DC: So we need to resist the scoop culture.

YB: Which is extremely difficult.

DC: And focus on truth. I saw some complaints on Twitter last week after Trump’s announcement that he was going to use an executive order to end birthright citizenship. People said, why is the New York Times repeating that when it is not possible?

YB: It is even worse than that: the Associated Press actually tweeted it out as a quote without any frame.

For decades media and journalism studies have understood that there is a tension between trying to make money by grabbing people’s attention and selling advertising on it and being professional and honest. This is not new. Work on this tension goes back at least to the 1940s and the Hutchins Commission, which was convened at the end of World War II to assess the proper role of the media in a democracy. But the number of opportunities to get it wrong, fed by right-wing propaganda, is much higher today, and the anxiety about competition from online sources is also much higher. So constraints are harder to comply with, or harder to agree to comply with.

The good news is that we found that the major mainstream media do not have to be so worried about online competition. They continue to define the agenda. They continue to draw attention. They can afford to be more careful. Editors and journalists need to understand that they are under an asymmetric attack, but that they have the breathing space to be the professionals they ought to be, and that they—more than all of the technocratic and technological solutions that are constantly being floated out there—can make a bigger impact. The commitment to professional journalism at its highest level is going to be the single most important thing that we can do to deal with this moment of epistemic crisis.

DC: So you don’t think censorship of online platforms is a good strategy even though so much disinformation lives on those platforms?

YB: I think that spending a lot of political and intellectual energy right now on figuring out how to improve online platforms is a mistake. There is good reason to think that in five, ten, or fifteen years, as the online population becomes the main body of the electorate, we are going to have to solve that problem. But in the near term we need to solve the problem of advertising online; we already have proposals on the table such as the Honest Ads Act. The primary issue is transparency and a prohibition on active behavioral manipulation, which is different from censorship.

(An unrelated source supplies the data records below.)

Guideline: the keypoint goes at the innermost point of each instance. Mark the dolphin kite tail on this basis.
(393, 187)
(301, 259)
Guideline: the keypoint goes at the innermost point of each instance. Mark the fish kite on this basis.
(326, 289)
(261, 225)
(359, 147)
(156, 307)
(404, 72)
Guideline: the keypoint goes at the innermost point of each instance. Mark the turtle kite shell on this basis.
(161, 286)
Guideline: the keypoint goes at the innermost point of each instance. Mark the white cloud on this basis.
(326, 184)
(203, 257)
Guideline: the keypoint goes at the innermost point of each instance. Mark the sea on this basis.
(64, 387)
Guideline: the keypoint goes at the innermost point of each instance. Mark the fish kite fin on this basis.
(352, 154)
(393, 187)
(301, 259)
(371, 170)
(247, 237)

DC: Should we have a new Hutchins Commission about the role of the media in a democracy?

The commitment to professional journalism at its highest level is going to be the single most important thing that we can do to deal with this moment of epistemic crisis.

YB: The Hutchins Commission was a creature of its time: a small group of high-status men, asserting a set of norms. We could fix the composition problem, but I don’t think we can recreate the shared ideology of authority figures handing down a set of norms. We need broad debate about this problem across the profession. We need open, public acknowledgement of where the failures are. And we need to leverage the critical forces of the open, networked public sphere that makes up “the rest” of the U.S. media ecosystem to keep journalists and editors honest.

It will be hard. But I know that there is this middle segment of the population that can be moved. And the question of reorienting this audience has to do with changing the incentives that favor radicalizing politics and radicalizing rhetoric.

When you actually look at the electorate, there is still a center-right in the United States. It has just gotten its party stolen out from under it. The Trump party was born of racial and religious anxiety that the Republican Party has long stoked and ridden to power. Now, it has overwhelmed the Republican Party. The question is, what dynamic can allow the Republican Party to become a conservative party, rather than a radical right-wing party. If anyone is able to move the needle today, it is more likely the mainstream media than any other potential actor.